Location
- 31970 Wildomar Trail Wildomar, California 92595 United States
- 33°36′30″N 117°16′05″E﻿ / ﻿33.6082°N 117.2680°E

Information
- Established: 1977
- Principal: Steve Rosenbaum
- Faculty: 14
- Grades: K-12
- Enrollment: 100
- Colors: Royal blue and white
- Mascot: Cecil (C-Hawk)
- Affiliation: Wisconsin Evangelical Lutheran Synod
- Website: californialutheranacademy.org

= California Lutheran Academy =

Christian K-12 school in Wildomar, California, US

California Lutheran Academy (formerly California Lutheran High School) is a private, college-preparatory, Christian K- 12th grade school in Wildomar, California, United States. Students come from the Temecula metro area, Lake Elsinore, and other areas of Riverside County. International high school students enroll from China, South Korea, Ethiopia, Nigeria, Japan, Brazil, and Hong Kong, among others.

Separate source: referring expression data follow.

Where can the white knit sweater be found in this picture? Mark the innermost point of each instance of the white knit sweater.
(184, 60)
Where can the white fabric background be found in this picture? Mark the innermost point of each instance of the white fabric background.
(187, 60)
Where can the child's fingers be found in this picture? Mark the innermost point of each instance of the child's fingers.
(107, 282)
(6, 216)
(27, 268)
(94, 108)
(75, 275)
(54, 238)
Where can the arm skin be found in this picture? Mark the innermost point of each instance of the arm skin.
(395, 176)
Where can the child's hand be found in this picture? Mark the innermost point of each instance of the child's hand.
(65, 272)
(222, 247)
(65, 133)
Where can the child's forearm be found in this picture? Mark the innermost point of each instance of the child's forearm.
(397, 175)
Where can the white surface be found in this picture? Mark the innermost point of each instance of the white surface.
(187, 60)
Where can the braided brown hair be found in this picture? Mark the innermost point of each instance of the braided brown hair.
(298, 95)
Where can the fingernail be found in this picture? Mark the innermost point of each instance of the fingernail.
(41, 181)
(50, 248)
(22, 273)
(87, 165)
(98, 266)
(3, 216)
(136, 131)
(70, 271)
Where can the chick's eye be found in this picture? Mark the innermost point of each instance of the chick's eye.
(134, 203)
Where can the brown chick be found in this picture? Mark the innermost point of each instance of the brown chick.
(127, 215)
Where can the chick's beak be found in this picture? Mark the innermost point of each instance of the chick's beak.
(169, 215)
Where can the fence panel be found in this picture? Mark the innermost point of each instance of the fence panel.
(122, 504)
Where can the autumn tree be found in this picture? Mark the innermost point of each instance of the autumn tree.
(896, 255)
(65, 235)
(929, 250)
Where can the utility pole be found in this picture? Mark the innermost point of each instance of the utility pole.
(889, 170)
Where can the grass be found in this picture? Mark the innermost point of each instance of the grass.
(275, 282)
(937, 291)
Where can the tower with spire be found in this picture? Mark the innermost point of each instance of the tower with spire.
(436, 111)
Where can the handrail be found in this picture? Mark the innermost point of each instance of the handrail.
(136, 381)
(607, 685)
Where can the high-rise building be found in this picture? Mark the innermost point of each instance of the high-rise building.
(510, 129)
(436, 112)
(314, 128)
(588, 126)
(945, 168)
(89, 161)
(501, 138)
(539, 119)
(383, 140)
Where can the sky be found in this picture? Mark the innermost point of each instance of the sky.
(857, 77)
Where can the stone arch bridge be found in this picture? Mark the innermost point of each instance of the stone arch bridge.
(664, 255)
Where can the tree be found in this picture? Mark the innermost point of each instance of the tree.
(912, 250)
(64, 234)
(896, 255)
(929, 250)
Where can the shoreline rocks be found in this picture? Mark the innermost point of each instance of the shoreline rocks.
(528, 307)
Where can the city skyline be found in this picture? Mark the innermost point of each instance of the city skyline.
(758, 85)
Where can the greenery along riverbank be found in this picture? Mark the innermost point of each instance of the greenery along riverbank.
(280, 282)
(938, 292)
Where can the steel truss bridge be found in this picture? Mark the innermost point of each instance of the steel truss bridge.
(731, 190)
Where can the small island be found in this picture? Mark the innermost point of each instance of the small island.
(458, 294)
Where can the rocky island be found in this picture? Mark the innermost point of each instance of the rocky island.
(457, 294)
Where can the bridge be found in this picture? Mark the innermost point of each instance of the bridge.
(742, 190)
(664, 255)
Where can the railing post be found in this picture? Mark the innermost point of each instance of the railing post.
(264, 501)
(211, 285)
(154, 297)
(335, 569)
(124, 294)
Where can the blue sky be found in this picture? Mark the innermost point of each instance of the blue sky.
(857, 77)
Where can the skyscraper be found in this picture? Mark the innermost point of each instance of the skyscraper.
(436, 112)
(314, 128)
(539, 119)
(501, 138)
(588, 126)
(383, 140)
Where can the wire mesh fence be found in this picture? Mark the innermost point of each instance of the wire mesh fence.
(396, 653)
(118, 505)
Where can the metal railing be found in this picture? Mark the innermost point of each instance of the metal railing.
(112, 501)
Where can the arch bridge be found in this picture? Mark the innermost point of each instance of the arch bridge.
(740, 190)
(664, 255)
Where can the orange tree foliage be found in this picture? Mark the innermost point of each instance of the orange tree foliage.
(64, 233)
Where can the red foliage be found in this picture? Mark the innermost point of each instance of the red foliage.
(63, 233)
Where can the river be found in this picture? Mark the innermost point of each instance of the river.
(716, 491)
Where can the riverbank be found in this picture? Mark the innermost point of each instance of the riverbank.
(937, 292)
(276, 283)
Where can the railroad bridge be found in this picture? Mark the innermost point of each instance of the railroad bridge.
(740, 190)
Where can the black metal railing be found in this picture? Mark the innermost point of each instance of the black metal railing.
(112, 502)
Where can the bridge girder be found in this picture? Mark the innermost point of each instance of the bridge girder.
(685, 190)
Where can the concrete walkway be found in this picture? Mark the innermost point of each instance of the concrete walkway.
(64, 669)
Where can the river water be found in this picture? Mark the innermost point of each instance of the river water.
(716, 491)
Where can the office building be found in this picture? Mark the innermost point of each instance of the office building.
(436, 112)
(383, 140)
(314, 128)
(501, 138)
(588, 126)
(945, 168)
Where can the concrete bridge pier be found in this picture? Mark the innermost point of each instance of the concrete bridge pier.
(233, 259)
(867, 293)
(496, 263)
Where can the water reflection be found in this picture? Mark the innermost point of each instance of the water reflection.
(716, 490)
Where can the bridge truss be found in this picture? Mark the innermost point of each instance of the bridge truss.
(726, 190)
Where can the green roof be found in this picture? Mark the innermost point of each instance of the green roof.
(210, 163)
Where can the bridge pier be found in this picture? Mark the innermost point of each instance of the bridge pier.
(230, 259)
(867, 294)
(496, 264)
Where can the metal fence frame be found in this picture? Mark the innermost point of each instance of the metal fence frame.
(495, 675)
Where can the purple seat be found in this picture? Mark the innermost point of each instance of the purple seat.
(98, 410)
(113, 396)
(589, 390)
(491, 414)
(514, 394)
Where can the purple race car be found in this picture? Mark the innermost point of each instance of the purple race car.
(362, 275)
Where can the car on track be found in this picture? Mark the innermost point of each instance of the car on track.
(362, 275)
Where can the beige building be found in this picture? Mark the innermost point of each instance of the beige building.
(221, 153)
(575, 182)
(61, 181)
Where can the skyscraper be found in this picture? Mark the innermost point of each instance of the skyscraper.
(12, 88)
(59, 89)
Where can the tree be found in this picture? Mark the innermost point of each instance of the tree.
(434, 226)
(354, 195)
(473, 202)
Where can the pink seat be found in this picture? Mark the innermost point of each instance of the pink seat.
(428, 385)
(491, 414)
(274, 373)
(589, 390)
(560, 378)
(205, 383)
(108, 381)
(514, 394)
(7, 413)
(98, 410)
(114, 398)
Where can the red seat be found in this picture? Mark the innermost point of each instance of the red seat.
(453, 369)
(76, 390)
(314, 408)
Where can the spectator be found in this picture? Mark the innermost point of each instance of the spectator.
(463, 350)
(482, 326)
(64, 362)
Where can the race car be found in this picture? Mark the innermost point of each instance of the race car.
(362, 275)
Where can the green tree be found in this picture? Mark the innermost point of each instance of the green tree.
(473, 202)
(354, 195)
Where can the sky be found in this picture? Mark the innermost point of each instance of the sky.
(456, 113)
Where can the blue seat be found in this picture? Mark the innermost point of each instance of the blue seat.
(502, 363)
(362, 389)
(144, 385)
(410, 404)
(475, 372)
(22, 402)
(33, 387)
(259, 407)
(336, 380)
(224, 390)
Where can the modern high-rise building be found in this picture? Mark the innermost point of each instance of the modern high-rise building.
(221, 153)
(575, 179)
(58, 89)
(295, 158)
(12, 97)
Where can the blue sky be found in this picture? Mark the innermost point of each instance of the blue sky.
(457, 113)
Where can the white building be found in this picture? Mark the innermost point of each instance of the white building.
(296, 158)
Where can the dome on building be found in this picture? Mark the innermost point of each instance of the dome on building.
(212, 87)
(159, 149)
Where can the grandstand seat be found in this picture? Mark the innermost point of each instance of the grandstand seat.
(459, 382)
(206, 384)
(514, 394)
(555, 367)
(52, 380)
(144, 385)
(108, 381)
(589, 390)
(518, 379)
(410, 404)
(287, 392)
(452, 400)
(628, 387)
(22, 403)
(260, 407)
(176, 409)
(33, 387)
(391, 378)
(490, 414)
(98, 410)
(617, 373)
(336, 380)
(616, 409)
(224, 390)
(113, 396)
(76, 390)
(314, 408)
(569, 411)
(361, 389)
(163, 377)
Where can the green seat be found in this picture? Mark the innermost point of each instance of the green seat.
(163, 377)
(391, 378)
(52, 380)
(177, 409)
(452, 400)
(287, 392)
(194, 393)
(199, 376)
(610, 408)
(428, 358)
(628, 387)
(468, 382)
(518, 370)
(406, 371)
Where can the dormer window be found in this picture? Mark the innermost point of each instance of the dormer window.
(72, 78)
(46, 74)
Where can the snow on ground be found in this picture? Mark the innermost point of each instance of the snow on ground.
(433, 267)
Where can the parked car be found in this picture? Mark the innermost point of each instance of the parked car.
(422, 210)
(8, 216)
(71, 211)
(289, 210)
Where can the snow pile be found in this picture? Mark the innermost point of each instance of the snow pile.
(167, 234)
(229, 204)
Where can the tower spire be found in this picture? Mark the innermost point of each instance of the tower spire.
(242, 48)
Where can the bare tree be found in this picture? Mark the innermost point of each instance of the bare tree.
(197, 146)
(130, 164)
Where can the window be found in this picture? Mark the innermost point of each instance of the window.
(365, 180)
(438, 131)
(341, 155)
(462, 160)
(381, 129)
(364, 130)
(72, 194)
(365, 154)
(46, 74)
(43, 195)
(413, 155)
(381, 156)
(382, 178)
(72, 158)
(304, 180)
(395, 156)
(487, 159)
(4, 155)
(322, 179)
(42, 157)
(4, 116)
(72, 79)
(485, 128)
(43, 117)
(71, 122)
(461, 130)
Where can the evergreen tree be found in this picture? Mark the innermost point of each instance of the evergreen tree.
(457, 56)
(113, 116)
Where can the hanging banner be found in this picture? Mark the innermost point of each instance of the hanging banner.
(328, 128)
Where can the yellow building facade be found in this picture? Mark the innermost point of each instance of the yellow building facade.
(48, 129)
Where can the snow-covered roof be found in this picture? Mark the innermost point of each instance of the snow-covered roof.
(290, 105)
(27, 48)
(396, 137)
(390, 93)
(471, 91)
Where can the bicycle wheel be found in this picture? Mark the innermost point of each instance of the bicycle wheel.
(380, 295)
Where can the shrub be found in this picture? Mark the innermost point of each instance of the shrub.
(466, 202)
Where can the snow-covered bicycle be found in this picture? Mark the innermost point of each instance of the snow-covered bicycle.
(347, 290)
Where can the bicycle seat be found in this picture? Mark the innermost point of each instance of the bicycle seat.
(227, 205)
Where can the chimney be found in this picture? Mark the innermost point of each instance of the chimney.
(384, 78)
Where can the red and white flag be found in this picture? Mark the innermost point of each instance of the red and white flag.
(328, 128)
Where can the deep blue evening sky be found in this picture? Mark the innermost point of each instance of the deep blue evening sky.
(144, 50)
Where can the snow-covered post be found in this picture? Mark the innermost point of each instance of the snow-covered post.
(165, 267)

California Lutheran is an Area Lutheran School operated by the Wisconsin Evangelical Lutheran Synod (WELS). The school is accredited by the Accrediting Commission for Schools of the Western Association of Schools and Colleges.

==Athletics==
California Lutheran Academy offers a variety of sports for both boys and girls. C-Hawk athletics are a part of the California Interscholastic Federation. CLA is a member of the Arrowhead League. The athletic department offers the following sports: football, girls volleyball, boys and girls cross country, boys and girls basketball, boys and girls soccer, softball, baseball, golf and boys and girls track and field.